Día litúrgico: Domingo XI (C) del tiempo ordinario
Texto del Evangelio (Mt 7,36-8,3): Un fariseo le rogó que comiera con él, y, entrando en la casa del fariseo, se puso a la mesa. Había en la ciudad una mujer pecadora pública, quien al saber que estaba comiendo en casa del fariseo, llevó un frasco de alabastro de perfume, y poniéndose detrás, a los pies de Él, comenzó a llorar, y con sus lágrimas le mojaba los pies y con los cabellos de su cabeza se los secaba; besaba sus pies y los ungía con el perfume.

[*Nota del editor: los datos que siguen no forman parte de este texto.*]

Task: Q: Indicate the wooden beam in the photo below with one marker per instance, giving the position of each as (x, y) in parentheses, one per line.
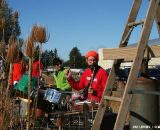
(132, 17)
(123, 110)
(157, 19)
(127, 53)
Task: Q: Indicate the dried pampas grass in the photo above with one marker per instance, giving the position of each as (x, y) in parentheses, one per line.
(12, 52)
(2, 23)
(2, 47)
(29, 47)
(11, 40)
(39, 34)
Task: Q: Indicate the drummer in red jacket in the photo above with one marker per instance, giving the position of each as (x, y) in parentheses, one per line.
(95, 72)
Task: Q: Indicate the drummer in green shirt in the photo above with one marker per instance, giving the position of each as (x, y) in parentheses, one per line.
(60, 76)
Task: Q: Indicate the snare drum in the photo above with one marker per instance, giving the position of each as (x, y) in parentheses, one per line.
(78, 106)
(52, 95)
(21, 88)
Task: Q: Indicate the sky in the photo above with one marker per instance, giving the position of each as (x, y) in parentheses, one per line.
(85, 24)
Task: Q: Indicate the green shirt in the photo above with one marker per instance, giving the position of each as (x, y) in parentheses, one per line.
(61, 80)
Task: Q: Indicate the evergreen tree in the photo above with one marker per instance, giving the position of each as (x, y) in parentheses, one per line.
(9, 23)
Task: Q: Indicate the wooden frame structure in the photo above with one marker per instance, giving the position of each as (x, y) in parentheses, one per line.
(153, 13)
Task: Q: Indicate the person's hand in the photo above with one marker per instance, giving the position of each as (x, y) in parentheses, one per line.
(68, 74)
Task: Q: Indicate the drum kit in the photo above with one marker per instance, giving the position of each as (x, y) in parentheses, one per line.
(54, 103)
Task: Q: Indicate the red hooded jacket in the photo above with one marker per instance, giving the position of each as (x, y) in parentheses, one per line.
(98, 84)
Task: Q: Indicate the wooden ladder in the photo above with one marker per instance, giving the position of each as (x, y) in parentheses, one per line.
(153, 13)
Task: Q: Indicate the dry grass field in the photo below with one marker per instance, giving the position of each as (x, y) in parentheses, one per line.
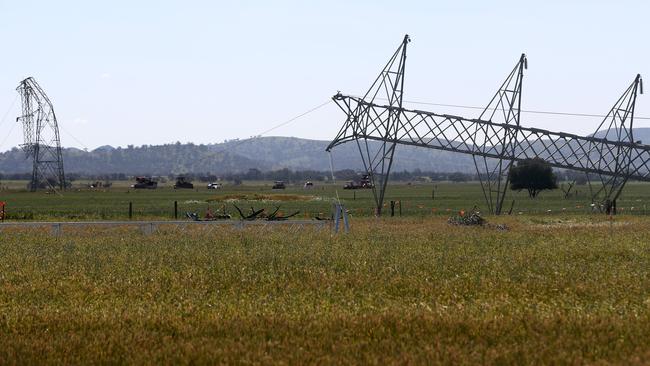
(550, 290)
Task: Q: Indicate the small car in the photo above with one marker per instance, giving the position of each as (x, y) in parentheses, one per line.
(279, 185)
(214, 185)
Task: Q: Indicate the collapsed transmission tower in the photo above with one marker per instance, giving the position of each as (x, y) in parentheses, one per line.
(41, 137)
(495, 139)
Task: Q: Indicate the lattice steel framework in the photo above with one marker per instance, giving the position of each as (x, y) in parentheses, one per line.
(41, 137)
(495, 139)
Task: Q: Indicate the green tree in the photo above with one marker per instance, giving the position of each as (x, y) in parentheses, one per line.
(533, 175)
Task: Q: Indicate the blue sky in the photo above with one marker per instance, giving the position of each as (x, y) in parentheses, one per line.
(150, 72)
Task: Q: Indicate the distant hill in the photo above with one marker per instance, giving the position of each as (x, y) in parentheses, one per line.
(264, 153)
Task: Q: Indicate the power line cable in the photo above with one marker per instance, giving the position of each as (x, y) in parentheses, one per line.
(522, 111)
(282, 124)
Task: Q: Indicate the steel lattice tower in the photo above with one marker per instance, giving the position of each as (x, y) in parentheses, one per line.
(42, 143)
(495, 139)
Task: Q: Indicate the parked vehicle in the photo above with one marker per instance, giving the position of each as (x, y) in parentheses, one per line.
(214, 185)
(364, 183)
(144, 183)
(181, 182)
(279, 185)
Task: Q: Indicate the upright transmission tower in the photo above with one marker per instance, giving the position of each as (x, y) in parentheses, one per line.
(41, 137)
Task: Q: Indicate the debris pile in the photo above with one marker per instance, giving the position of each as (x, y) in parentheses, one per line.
(463, 218)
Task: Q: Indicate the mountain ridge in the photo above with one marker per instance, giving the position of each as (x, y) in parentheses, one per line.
(234, 156)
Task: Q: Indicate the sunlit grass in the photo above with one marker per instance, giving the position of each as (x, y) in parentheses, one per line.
(550, 290)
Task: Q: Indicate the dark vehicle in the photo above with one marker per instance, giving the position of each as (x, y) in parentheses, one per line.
(98, 184)
(279, 185)
(182, 183)
(144, 183)
(214, 185)
(364, 183)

Al verlo el fariseo que le había invitado, se decía para sí: Si éste fuera profeta, sabría quién y qué clase de mujer es la que le está tocando, pues es una pecadora. Jesús le respondió: «Simón, tengo algo que decirte». Él dijo: «Di, maestro». «Un acreedor tenía dos deudores: uno debía quinientos denarios y el otro cincuenta. Como no tenían para pagarle, perdonó a los dos. ¿Quién de ellos le amará más?». Respondió Simón: «Supongo que aquel a quien perdonó más». Él le dijo: «Has juzgado bien», y volviéndose hacia la mujer, dijo a Simón: «¿Ves a esta mujer? Entré en tu casa y no me diste agua para los pies. Ella, en cambio, ha mojado mis pies con lágrimas, y los ha secado con sus cabellos. No me diste el beso. Ella, desde que entró, no ha dejado de besarme los pies. No ungiste mi cabeza con aceite. Ella ha ungido mis pies con perfume. Por eso te digo que quedan perdonados sus muchos pecados, porque ha mostrado mucho amor. A quien poco se le perdona, poco amor muestra».

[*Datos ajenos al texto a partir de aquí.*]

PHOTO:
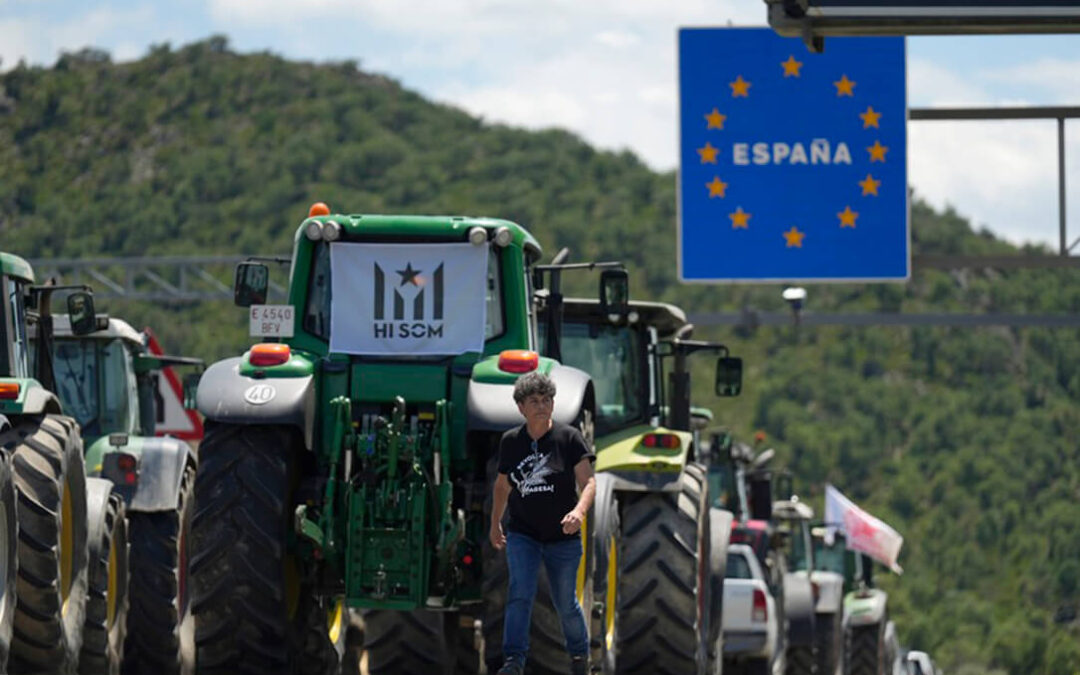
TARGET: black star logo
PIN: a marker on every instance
(408, 275)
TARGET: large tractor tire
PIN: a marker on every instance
(9, 561)
(103, 640)
(254, 612)
(800, 661)
(51, 586)
(663, 594)
(161, 629)
(865, 649)
(828, 639)
(409, 643)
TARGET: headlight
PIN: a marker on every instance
(313, 230)
(477, 235)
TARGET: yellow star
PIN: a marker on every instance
(792, 67)
(716, 187)
(740, 218)
(845, 86)
(869, 186)
(715, 119)
(877, 151)
(847, 217)
(739, 88)
(871, 118)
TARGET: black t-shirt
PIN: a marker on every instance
(541, 477)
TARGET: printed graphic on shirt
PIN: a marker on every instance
(530, 475)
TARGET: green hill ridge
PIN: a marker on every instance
(966, 440)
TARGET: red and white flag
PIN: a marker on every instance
(862, 530)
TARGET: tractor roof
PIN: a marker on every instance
(792, 510)
(391, 227)
(117, 328)
(665, 318)
(14, 266)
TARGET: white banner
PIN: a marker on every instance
(407, 299)
(862, 530)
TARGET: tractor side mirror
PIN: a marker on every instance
(190, 389)
(253, 279)
(615, 293)
(760, 496)
(81, 312)
(728, 376)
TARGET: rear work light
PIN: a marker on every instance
(760, 612)
(269, 354)
(518, 361)
(666, 441)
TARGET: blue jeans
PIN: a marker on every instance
(561, 558)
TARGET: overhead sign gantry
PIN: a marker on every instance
(814, 19)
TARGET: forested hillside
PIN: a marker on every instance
(964, 440)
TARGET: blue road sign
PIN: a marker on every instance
(793, 165)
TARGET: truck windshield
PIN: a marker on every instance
(13, 356)
(738, 567)
(613, 356)
(95, 385)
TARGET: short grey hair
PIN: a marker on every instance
(534, 383)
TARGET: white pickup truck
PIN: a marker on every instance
(751, 622)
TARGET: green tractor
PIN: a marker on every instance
(63, 608)
(660, 544)
(108, 380)
(350, 458)
(866, 625)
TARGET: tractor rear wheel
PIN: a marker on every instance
(161, 625)
(51, 484)
(9, 544)
(254, 612)
(408, 643)
(103, 640)
(663, 594)
(865, 649)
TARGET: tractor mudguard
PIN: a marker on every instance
(160, 472)
(491, 406)
(719, 536)
(798, 610)
(829, 592)
(225, 395)
(40, 400)
(864, 607)
(97, 500)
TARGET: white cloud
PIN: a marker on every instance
(617, 39)
(17, 41)
(1002, 175)
(933, 85)
(1060, 79)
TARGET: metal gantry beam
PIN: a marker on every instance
(166, 279)
(1023, 112)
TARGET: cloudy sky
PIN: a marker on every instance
(606, 69)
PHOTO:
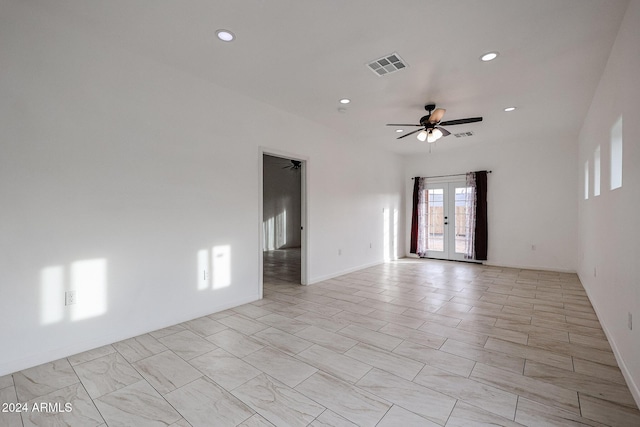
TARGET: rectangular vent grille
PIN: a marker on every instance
(463, 134)
(387, 64)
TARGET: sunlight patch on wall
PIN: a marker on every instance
(394, 255)
(52, 294)
(616, 154)
(86, 279)
(89, 279)
(203, 269)
(214, 268)
(221, 266)
(386, 238)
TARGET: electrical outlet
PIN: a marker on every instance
(69, 297)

Y le dijo a ella: «Tus pecados quedan perdonados». Los comensales empezaron a decirse para sí: «¿Quién es éste que hasta perdona los pecados?». Pero Él dijo a la mujer: «Tu fe te ha salvado. Vete en paz».

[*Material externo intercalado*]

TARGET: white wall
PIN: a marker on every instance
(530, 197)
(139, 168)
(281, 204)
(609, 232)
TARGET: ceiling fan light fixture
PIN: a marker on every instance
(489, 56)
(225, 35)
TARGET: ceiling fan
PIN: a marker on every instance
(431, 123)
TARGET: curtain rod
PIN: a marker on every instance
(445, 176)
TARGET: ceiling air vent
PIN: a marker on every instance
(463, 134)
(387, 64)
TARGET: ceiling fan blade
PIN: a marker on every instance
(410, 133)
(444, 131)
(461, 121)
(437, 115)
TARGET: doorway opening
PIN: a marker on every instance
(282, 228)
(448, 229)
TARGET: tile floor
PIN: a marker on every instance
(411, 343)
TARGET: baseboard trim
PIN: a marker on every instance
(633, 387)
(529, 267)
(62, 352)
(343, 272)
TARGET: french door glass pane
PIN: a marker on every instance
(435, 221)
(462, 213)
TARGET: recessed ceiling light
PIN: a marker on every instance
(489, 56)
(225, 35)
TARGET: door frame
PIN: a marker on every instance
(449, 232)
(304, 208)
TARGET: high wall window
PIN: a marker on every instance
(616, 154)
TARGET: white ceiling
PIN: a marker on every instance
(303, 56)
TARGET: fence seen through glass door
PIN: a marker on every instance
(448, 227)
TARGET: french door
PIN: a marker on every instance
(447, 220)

Y sucedió a continuación que iba por ciudades y pueblos, proclamando y anunciando la Buena Nueva del Reino de Dios; le acompañaban los Doce y algunas mujeres que habían sido curadas de espíritus malignos y enfermedades: María, llamada Magdalena, de la que habían salido siete demonios, Juana, mujer de Cusa, un administrador de Herodes, Susana y otras muchas que les servían con sus bienes.
«No me diste agua para los pies. (…) No me diste el beso. (…) No ungiste mi cabeza con aceite»
Fr. Eusebio MARTÍNEZ
(Brownsville, Texas, Estados Unidos)
Hoy, el Evangelio nos explica que aquel que encuentra a Jesús no puede hacerlo con indiferencia. ¿Por qué el rabino lo invita a compartir su comida para tratarlo luego con descortesía descuidando atenderlo con las muestras de respeto y honor acostumbradas?
Lucas dibuja un agudo contraste entre el arrogante e incorrupto fariseo, que sigue todas las normas pero carece de la sensibilidad de aplicar las más elementales acciones de amabilidad hacia un huésped, y la mujer que —teniendo una reputación de pecadora— recibe, en cambio, a Jesús con una atención amorosa (cf. Lc 7,45-46). No hay duda que ella entiende la importancia de esa amorosa atención al tiempo que el fariseo carece totalmente de esa sensibilidad. Los Fariseos evitaban la compañía de los “pecadores públicos” y, al hacerlo, descuidaban darles la ayuda que necesitaban para que encontrasen su curación y su integridad.
Como humanos, es muy difícil amar de verdad y saber perdonar a las personas, y caemos en la tentación de preocuparnos de las apariencias, para adquirir así la reputación de una vida virtuosa, mientras continuamos cultivando nuestra tendencia a juzgar y a no perdonar. Muchas de las narraciones del Evangelio nos hablan de la actitud de los fariseos frente a los publicanos. Si ahora quisiésemos describir lo que los fariseos harían si viviesen en nuestra sociedad actual, podríamos ver, por ejemplo, que ciertamente irían a Misa y la seguirían debidamente pero, en su camino de vuelta a casa, no dudarían en criticar negativamente a los demás. Desde luego es laudable asistir a Misa y observar las normas de la conducta cristiana, pero toda esa cuidadosa observancia carece de valor si no va acompañada de un genuino espíritu de amor y perdón.
Según Benedicto XVI, «el nuevo culto cristiano abarca todos los aspectos de la vida, transfigurándola (...). La Eucaristía, al implicar la realidad humana concreta del creyente, hace posible día a día la transfiguración progresiva del hombre, llamado a ser por gracia imagen del Hijo de Dios».